Вот Сулла-то как раз и напомнил мне моего соседа — будто одно лицо, хотя совершенно разные люди. Этот говорливый, из того слова не вытянешь. И только иногда, когда из-под крепко сидящей маски радушного хозяина и балагура нет-нет, да и выглядывало истинное лицо, и взгляд пронизывал тебя до самого донышка — мне становилось совершенно, кристально ясно, что порода у этих двоих, не подозревавших о существовании друг друга, была одна и та же.
— Задумался, Вар? — благодушно спросил меня Сулла, застигнув врасплох. — На мою рабыню поглядываешь? Есть, что помять, девчонка гладкая, не отнять. Мне привезли ее откуда-то с юга, но на египтянку не похожа, хоть и чернявая. Продавец плел что-то про то, что она, мол, дочь правителя племени. Может и дочь, кто их знает, этих южан…
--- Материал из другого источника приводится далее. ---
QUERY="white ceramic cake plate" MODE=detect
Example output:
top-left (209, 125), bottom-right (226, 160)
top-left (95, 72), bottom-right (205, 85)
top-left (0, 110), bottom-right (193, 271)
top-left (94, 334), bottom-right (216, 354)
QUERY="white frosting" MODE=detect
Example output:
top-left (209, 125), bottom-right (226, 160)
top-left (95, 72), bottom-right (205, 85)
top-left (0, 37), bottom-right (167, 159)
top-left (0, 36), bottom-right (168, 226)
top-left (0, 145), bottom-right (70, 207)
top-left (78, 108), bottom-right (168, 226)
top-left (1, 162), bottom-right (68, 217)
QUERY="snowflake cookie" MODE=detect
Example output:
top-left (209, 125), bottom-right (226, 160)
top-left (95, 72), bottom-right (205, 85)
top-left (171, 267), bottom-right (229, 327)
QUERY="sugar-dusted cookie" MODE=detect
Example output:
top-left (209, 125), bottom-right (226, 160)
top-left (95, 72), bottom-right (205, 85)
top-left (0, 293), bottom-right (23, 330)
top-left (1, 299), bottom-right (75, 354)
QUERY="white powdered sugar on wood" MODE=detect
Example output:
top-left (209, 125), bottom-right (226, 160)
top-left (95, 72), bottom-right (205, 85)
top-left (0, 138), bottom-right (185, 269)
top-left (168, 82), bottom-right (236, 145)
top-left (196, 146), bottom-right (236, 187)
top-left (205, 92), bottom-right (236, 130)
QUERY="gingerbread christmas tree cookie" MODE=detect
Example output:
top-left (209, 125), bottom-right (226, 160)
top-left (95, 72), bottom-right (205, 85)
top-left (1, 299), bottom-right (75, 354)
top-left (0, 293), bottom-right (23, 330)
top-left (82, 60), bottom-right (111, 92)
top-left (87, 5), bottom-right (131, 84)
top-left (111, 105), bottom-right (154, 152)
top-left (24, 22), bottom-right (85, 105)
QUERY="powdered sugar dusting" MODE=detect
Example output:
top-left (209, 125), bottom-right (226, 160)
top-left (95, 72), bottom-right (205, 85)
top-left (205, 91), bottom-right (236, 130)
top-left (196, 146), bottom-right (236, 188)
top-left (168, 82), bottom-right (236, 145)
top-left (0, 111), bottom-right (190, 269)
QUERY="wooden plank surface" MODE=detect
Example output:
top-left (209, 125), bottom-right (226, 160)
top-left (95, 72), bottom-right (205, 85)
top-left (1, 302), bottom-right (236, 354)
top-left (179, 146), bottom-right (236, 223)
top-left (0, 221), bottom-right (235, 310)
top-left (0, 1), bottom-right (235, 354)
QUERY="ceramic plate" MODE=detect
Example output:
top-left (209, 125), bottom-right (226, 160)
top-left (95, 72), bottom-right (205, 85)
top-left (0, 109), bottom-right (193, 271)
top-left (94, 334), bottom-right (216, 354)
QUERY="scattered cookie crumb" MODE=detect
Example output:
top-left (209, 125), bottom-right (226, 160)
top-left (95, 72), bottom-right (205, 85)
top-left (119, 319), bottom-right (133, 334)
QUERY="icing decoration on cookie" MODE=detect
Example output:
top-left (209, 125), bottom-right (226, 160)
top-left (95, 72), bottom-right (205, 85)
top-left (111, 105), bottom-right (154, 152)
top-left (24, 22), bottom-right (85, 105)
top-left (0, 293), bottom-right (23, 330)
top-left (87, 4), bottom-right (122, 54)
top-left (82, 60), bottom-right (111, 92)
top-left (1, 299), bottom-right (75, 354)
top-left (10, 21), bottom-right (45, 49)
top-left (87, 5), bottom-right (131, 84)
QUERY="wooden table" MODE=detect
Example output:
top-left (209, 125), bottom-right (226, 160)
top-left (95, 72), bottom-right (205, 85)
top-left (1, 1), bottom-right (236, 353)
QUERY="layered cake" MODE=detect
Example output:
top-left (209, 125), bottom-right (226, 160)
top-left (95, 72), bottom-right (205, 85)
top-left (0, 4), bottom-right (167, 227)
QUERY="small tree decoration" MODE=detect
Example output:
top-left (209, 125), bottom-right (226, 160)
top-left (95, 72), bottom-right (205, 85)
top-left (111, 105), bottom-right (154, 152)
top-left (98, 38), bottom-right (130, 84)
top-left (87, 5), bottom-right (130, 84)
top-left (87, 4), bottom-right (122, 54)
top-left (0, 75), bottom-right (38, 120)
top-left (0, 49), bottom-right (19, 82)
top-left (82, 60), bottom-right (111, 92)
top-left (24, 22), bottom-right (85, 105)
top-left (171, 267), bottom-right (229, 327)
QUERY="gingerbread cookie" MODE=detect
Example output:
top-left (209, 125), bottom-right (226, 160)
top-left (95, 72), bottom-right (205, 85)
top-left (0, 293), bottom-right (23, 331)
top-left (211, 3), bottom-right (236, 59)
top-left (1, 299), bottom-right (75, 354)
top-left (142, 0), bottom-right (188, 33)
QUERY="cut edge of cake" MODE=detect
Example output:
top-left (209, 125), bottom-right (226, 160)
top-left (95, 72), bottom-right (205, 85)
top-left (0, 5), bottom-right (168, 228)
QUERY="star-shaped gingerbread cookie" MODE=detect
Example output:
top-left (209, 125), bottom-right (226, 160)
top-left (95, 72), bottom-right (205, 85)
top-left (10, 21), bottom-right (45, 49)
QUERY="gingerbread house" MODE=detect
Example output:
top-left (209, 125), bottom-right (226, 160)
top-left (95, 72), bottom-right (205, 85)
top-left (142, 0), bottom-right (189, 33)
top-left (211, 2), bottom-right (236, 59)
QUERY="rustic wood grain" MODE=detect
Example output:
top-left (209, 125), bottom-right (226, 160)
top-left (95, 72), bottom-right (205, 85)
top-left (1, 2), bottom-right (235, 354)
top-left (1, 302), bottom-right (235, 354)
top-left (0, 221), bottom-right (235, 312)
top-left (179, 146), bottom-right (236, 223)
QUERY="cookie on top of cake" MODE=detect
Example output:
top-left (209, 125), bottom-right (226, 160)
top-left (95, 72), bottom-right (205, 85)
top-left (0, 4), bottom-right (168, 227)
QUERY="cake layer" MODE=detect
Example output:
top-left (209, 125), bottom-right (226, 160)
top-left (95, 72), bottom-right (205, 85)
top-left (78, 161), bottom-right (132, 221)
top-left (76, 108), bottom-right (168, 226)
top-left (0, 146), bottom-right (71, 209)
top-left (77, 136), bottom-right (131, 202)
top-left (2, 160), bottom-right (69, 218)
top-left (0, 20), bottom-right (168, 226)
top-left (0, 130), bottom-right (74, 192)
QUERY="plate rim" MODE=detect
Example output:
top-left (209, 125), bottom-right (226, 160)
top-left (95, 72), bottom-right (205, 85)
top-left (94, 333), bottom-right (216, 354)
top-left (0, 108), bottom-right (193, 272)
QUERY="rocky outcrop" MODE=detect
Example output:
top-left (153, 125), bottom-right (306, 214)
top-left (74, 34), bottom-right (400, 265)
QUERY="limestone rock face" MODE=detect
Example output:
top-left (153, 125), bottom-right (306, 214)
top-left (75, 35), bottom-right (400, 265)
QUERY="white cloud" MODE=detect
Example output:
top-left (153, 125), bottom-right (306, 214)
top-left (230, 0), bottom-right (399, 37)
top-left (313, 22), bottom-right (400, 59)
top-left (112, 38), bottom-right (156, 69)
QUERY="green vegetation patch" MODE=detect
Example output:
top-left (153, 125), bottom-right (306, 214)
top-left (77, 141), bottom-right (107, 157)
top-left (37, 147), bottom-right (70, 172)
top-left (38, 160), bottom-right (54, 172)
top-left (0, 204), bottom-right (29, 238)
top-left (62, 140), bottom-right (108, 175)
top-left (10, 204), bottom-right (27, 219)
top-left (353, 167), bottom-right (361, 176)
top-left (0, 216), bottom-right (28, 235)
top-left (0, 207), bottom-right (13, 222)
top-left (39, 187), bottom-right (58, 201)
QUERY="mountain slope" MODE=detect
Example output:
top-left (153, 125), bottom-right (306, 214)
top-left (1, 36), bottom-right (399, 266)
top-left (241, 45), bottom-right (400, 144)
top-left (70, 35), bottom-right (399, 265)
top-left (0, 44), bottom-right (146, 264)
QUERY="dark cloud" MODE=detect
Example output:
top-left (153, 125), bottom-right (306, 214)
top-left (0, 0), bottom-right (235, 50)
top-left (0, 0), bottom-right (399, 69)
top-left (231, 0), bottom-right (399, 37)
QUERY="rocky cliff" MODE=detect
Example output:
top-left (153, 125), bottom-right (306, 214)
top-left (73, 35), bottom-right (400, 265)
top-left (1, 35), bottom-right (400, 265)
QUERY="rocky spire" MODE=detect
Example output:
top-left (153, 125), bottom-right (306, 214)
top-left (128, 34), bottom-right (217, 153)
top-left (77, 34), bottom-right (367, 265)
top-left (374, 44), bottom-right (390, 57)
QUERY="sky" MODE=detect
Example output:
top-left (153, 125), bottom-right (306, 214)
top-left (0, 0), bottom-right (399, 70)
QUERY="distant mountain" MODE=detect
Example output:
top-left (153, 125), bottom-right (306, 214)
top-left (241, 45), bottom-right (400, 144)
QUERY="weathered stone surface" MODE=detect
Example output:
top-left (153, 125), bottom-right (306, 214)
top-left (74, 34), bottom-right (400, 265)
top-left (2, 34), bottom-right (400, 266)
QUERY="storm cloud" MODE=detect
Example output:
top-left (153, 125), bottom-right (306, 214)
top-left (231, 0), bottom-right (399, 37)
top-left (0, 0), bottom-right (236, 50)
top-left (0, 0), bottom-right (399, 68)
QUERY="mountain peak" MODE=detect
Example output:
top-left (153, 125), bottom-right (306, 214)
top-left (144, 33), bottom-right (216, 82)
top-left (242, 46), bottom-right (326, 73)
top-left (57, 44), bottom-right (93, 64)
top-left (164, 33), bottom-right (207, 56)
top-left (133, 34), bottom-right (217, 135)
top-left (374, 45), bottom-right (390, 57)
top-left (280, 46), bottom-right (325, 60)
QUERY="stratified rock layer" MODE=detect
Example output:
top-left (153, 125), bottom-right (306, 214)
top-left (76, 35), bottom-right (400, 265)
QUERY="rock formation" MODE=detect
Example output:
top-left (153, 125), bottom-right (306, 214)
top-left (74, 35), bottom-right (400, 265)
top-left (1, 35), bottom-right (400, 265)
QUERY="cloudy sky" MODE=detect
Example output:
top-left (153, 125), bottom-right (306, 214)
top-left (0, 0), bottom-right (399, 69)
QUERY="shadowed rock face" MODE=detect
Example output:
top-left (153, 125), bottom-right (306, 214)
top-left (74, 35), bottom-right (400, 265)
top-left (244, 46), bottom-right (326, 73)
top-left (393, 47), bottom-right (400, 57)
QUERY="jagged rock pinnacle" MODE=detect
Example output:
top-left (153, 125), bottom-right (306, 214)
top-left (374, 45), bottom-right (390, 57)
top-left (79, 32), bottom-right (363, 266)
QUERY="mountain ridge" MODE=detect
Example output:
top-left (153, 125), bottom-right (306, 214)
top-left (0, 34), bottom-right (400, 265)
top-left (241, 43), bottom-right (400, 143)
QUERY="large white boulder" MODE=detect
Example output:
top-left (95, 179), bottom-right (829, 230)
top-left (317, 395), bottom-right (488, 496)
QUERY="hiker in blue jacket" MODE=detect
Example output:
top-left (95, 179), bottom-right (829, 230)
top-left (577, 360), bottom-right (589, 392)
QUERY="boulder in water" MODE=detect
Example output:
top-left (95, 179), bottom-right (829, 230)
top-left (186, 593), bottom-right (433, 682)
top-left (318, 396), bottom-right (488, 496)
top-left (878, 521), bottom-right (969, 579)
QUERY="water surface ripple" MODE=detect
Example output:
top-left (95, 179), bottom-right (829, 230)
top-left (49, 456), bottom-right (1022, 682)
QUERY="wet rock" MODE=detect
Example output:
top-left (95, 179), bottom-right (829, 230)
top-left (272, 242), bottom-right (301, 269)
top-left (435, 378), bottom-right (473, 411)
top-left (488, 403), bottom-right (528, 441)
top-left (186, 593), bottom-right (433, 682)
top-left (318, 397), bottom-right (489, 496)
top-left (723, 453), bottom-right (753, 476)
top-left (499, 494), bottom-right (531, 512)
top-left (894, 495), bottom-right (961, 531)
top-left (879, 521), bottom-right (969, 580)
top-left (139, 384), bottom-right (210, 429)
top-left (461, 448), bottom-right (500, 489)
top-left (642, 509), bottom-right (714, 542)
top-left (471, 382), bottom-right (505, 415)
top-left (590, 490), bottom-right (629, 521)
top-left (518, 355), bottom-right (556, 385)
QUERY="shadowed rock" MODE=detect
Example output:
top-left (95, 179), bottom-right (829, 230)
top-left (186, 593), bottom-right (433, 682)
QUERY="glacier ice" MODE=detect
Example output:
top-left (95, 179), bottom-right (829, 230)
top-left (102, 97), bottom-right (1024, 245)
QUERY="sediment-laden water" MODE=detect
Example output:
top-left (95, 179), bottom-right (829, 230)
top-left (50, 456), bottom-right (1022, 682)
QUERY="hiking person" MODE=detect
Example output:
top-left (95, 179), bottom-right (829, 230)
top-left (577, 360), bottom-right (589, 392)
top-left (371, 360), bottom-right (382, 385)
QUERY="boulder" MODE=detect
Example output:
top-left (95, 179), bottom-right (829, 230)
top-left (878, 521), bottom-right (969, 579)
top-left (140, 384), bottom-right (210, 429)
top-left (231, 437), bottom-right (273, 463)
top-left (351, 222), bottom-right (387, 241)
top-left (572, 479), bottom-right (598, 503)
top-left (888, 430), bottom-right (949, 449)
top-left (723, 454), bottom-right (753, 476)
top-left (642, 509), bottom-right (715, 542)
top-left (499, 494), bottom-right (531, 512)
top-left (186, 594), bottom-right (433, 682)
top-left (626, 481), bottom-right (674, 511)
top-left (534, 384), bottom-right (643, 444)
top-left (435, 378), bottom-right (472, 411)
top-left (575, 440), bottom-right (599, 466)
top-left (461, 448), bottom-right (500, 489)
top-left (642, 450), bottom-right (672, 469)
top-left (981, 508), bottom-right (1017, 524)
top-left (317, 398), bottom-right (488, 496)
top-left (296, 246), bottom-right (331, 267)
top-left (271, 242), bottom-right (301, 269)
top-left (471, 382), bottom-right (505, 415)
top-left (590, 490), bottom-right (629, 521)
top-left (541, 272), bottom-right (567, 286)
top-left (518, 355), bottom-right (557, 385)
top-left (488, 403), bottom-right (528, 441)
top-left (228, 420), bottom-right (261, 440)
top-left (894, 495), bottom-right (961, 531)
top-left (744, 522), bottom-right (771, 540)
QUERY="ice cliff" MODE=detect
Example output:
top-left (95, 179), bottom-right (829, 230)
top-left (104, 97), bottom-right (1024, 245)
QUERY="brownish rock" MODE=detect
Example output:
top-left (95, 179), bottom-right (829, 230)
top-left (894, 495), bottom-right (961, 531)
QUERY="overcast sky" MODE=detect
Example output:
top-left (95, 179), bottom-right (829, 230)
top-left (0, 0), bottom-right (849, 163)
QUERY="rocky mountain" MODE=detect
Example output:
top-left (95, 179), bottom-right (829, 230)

— Э-э… — промямлил я озадаченно. — Поглядываю? Я? На которую? А, вон на ту? Да. Ничего себе такая…
— А то забирай, — предложил экс-диктатор, и Фараон, как раз смаковавший глоток виски, поперхнулся и зашелся придушенным перханьем, а глаза у него медленно полезли на лоб. — Да не стесняйся ты! Кто их считает, рабынь? А уж мне теперь и подавно не до любовных скачек — предпочитаю вино.
Он сухо рассмеялся, а я в это время лихорадочно придумывал варианты вежливого отказа. В голову ничего не лезло.
— Забирай, забирай! — подначивал меня Луций Корнелий. — Не знаю, как там у вас принято, а мы, римляне, народ не скупой! Вы сделали мне поистине царский подарок, так мне ли, Сулле Счастливому, жаться с ответным?
Черноволосая рабыня и впрямь была хороша. Тонкое лицо, огромные темные глазищи, талия, которую можно было обхватить двумя моими ладонями. Наряд у нее тоже был весьма откровенный: сразу видно, рабыня эта — предмет дорогой и для домашнего пользования, на улицу в таком прозрачном платье, пусть и богато расшитым стеклярусом, не выйдешь. А если выйдешь, то далеко не уйдешь.
Я пялился на нее, а девчонка беззастенчиво разглядывала меня своими глазищами. И в голову начали уже закрадываться какие-то неправильные мысли: а может, и впрямь? опять же, в пабе официантка не помешает… подучит язык, а там, глядишь…
Что «глядишь», я додумать не успел, потому что всю левую часть груди мне словно окатили крутым кипятком, да так, что я, не сдержавшись, взвыл, схватившись рукой за больное место. Сулла вздрогнул от неожиданности, а Фараон встревоженно подскочил со своей лежанки.
— Вар? Что такое?
— …! Твою мать! — я выдал поток шикарных ругательств на самой плебейской латыни, и, уже никого не стесняясь, ужом выполз из туники, ухитрившись при этом винтом стянуть ее через широченный ворот на пояс. Скосил глаза, пытаясь разобраться, что там такое творится.
Луций Корнелий Сулла тихо присвистнул сквозь сжатые зубы, его взгляд заострился, зрачки сузились, как булавочные головки — точно хищного зверя потревожили ярким светом. Он, не глядя, протянул руку к бутылке виски, точным движением выкрутил пробку и плеснул себе в кубок. Длинным глотком влил в себя благородный напиток, выдохнул. Отсалютовал мне зажатым в руке кубком, точно легионер.